ハンガリーでリーグカップ戦が創設されたのは2007年と比較的最近。ウィナーにヨーロッパリーグ出場資格も無くメディアの注目度も低い。
 2009-10シーズン、5月にマジャル・カップを制覇、デブレツェニは既に手にしていたリーグカップとネムゼティ・バイノクシャーグ(1部)も併せて史上初の三冠を達成。

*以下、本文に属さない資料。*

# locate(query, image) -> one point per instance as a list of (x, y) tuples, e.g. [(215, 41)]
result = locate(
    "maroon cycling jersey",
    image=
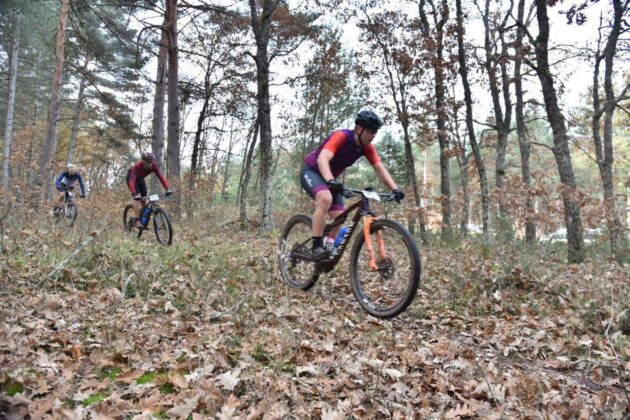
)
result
[(345, 152), (140, 171)]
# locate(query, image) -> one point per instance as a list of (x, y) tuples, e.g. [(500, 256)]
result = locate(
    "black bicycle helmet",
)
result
[(148, 157), (368, 119)]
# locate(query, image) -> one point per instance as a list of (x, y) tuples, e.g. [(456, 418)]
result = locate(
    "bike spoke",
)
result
[(295, 267), (388, 289)]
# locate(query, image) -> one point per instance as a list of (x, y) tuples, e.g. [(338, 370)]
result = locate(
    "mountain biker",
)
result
[(66, 181), (325, 163), (138, 187)]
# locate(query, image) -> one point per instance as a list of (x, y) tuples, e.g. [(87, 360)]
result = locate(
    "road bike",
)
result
[(68, 211), (385, 262), (150, 210)]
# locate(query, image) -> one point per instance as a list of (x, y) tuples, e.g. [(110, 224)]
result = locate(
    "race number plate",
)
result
[(371, 195)]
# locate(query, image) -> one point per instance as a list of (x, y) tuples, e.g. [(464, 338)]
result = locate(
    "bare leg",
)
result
[(59, 199), (333, 214)]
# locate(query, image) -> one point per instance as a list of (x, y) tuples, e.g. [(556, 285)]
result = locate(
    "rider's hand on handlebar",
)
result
[(334, 186), (398, 195)]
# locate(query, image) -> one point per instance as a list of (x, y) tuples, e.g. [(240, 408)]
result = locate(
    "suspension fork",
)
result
[(367, 225)]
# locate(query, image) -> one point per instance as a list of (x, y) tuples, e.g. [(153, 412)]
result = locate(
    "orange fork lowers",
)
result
[(367, 225)]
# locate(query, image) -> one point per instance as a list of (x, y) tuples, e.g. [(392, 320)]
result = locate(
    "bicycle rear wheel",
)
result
[(162, 227), (389, 290), (295, 244)]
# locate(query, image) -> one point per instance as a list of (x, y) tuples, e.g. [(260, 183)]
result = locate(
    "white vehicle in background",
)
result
[(560, 236)]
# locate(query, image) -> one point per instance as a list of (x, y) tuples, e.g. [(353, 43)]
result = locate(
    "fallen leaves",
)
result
[(458, 352)]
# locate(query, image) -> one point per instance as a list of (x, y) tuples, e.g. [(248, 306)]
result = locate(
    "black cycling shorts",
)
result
[(313, 183)]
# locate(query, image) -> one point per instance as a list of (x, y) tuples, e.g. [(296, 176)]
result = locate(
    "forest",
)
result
[(506, 129)]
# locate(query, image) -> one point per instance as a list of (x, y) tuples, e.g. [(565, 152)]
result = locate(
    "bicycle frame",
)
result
[(361, 210), (153, 205)]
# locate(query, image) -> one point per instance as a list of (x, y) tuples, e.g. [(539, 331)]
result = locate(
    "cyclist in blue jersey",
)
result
[(324, 164), (65, 181)]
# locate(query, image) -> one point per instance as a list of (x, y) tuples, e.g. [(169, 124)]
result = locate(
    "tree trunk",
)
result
[(50, 141), (261, 27), (246, 174), (157, 130), (606, 164), (214, 168), (172, 148), (194, 169), (75, 123), (472, 138), (502, 122), (440, 104), (8, 128), (523, 141), (226, 171), (562, 154)]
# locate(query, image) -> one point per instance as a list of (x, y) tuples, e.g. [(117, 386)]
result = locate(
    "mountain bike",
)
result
[(385, 263), (68, 212), (161, 221)]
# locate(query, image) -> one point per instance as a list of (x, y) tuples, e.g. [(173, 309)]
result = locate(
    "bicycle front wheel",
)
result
[(70, 214), (389, 289), (295, 245), (162, 227)]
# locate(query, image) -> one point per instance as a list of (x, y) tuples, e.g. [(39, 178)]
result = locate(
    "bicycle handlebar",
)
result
[(159, 195), (351, 192)]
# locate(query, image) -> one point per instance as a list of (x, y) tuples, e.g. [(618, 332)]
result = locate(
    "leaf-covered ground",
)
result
[(207, 329)]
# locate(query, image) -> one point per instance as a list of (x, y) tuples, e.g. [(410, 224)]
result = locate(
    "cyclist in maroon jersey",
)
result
[(324, 164), (138, 187)]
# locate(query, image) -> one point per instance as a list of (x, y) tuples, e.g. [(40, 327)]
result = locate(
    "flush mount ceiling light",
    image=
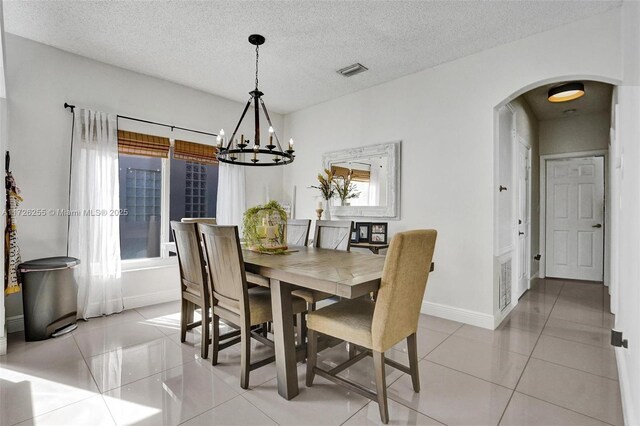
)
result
[(566, 92), (352, 69), (245, 152)]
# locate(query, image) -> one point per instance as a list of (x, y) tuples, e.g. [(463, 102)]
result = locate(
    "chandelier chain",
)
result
[(257, 56)]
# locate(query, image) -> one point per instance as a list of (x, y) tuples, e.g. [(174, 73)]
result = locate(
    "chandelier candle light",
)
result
[(245, 153)]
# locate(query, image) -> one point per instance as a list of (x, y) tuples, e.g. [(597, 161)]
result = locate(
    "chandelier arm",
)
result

 その後も安定した成績を収め、今季のヨーロッパリーグ予選にもエントリーしている。
 7月16日2回戦はラトビアの首都リガに乗り込んだスコントFCとの1stレグ。
 71分に投入された背番号91の黒人ストライカーは僅か1分後にゴールを決めドローに持ち込み救世主に。彼の名はジョフレイ・カスティリオン。この日UEFAコンペティションに初めて刻まれたその名は、筆者の琴線に触れ、2010-11シーズン、20歳でアヤックスのトップチームにデビューした当時の記憶を呼び覚ました。ルーマニアから移籍したオランダ人は、昨日の2ndレグも、デブレツェ二サポーターからの惜しみない声援に後押しされ、56分ピッチに登場すると、怒涛のゴールラッシュを締め括る9点目のゴールを奪った。

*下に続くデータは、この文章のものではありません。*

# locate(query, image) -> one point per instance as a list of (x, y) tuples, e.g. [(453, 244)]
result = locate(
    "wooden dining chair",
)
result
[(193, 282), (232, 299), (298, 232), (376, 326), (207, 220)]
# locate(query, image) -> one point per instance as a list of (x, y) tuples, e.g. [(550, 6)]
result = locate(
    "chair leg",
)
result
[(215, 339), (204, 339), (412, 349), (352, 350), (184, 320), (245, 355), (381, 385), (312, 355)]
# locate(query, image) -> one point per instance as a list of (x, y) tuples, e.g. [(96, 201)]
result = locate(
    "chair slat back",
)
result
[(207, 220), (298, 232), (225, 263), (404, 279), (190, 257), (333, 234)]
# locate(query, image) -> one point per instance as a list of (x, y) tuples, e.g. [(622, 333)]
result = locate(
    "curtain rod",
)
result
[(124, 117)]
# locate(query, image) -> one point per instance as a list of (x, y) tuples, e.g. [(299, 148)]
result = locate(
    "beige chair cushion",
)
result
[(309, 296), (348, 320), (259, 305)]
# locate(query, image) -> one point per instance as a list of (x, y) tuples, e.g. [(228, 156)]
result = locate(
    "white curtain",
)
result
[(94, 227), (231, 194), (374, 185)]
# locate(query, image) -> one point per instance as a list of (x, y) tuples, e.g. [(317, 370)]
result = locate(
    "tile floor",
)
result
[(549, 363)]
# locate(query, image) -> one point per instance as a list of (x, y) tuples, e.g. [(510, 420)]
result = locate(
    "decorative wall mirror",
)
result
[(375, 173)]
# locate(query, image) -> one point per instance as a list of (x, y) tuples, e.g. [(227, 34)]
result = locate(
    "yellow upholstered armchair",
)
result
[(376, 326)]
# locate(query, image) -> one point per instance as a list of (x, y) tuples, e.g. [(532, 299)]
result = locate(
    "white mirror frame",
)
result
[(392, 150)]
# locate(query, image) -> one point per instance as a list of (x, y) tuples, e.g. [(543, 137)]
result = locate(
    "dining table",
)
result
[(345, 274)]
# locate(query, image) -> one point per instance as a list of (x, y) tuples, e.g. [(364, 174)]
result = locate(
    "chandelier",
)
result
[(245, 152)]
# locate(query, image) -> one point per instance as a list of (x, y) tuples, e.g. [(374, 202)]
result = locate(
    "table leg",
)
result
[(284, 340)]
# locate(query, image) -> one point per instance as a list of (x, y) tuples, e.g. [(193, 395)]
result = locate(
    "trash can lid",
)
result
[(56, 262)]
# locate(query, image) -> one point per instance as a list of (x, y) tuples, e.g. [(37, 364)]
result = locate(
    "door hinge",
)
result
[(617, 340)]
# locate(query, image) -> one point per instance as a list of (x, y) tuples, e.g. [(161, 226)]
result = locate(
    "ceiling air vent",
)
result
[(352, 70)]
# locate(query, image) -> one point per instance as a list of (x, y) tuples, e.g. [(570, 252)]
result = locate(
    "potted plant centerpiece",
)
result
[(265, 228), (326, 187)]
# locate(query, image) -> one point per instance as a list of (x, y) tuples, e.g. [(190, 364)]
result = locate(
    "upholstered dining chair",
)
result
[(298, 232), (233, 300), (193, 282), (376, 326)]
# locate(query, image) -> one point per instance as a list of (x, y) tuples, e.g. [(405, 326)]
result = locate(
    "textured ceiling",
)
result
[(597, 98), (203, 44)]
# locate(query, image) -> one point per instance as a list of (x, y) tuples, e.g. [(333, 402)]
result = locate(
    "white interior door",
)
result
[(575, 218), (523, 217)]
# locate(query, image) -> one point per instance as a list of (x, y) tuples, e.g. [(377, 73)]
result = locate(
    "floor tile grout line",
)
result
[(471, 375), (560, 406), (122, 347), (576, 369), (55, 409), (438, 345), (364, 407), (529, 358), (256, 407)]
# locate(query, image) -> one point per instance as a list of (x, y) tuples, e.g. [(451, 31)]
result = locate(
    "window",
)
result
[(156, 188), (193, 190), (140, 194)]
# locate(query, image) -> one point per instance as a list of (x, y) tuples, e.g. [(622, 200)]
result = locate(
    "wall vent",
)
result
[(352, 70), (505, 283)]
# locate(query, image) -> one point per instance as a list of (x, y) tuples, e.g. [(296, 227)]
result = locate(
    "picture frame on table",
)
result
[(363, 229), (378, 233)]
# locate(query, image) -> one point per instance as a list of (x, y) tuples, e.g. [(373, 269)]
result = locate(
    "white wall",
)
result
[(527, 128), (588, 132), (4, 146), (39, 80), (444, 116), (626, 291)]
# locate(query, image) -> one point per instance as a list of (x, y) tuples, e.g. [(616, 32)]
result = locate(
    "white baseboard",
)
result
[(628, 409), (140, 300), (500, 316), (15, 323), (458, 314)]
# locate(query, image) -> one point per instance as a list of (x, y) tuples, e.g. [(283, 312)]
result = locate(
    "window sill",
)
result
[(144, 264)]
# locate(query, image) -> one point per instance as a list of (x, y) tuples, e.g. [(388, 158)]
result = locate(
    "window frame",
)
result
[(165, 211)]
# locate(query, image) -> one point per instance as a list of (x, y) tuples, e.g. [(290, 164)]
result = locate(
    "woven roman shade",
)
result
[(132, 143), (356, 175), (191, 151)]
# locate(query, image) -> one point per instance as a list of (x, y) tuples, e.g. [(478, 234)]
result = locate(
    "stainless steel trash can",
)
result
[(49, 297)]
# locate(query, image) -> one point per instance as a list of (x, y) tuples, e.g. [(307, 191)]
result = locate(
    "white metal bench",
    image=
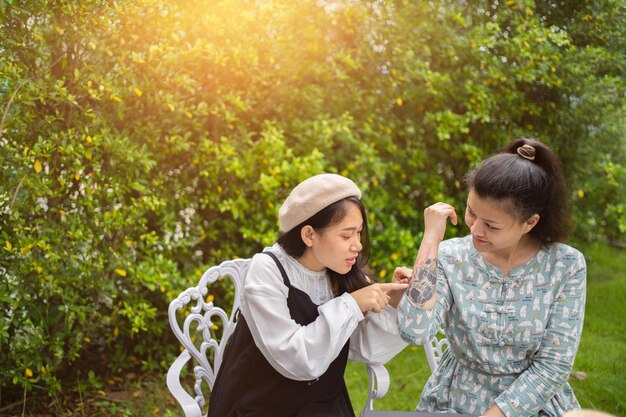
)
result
[(203, 329)]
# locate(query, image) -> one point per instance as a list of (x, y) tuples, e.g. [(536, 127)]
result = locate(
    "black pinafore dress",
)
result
[(248, 386)]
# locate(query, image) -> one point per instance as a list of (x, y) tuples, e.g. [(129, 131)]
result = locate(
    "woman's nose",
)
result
[(475, 228)]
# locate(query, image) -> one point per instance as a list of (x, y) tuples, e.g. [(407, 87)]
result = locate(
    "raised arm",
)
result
[(423, 283)]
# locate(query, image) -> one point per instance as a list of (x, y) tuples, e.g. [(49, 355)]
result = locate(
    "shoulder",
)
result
[(565, 255)]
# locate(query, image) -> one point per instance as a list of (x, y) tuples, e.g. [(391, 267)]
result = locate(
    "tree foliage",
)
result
[(142, 141)]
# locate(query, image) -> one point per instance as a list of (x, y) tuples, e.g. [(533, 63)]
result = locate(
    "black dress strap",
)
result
[(280, 268)]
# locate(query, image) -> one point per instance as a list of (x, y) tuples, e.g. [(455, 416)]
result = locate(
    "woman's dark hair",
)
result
[(526, 176), (293, 244)]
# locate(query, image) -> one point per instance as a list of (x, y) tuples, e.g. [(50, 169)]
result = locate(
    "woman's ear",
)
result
[(306, 234), (531, 222)]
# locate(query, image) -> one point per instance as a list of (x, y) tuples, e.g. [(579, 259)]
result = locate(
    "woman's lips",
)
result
[(479, 241)]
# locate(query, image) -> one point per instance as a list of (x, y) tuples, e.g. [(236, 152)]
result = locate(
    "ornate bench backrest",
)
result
[(205, 329)]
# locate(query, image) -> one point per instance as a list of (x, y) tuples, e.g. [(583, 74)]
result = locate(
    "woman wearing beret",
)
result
[(307, 307), (510, 296)]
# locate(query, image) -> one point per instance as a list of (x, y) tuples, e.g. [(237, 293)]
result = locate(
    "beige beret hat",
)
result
[(312, 195)]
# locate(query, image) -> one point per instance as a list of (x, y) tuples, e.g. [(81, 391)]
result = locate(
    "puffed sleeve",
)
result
[(376, 339), (553, 362), (297, 352)]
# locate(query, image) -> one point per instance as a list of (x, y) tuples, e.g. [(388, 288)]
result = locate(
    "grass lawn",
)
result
[(601, 355)]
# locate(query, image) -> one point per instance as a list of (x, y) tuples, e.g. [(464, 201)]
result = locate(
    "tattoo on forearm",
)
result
[(423, 283)]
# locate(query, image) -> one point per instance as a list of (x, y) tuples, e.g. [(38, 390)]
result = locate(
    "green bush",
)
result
[(142, 142)]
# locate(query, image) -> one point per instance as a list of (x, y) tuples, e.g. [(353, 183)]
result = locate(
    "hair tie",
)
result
[(526, 152)]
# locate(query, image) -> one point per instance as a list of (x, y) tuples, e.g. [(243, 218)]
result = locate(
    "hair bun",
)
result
[(526, 152)]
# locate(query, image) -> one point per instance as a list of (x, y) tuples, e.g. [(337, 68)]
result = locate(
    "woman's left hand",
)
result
[(401, 275)]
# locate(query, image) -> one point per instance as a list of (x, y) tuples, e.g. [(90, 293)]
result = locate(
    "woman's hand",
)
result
[(375, 297), (435, 219)]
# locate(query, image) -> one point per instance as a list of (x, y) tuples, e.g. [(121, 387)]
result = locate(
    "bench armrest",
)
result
[(379, 384), (189, 405)]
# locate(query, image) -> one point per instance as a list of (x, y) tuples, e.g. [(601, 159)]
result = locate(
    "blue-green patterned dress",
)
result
[(513, 338)]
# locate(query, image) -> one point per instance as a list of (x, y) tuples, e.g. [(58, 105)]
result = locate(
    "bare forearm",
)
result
[(422, 287)]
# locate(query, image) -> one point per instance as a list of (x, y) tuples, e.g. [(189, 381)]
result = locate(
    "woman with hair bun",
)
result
[(510, 296)]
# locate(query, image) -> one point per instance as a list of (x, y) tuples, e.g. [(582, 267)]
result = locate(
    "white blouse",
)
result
[(304, 352)]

 チームのストロングポイントは、ハンガリー代表経験者が揃うディフェンシブハーフ。主将のペーテル・サカーイ28歳は本来攻撃的なポジションの選手。ヨージェフ・ヴァルガ27歳は、昨年のユーロ予選右サイドバックの位置で出場している。ラースロー・ジダイもキャップ数こそ伸びていないがコンスタントに招集されている。写真は2013年のシーズン最終戦。
僅かにヨーロッパリーグ出場の可能性を残すMTKブダペストとデブレツェ二とのゲームでシャッターを切った。MTKを中盤の底で支えたジダイ、青い襷の白ユニフォーム姿もこの試合が見納めとなった。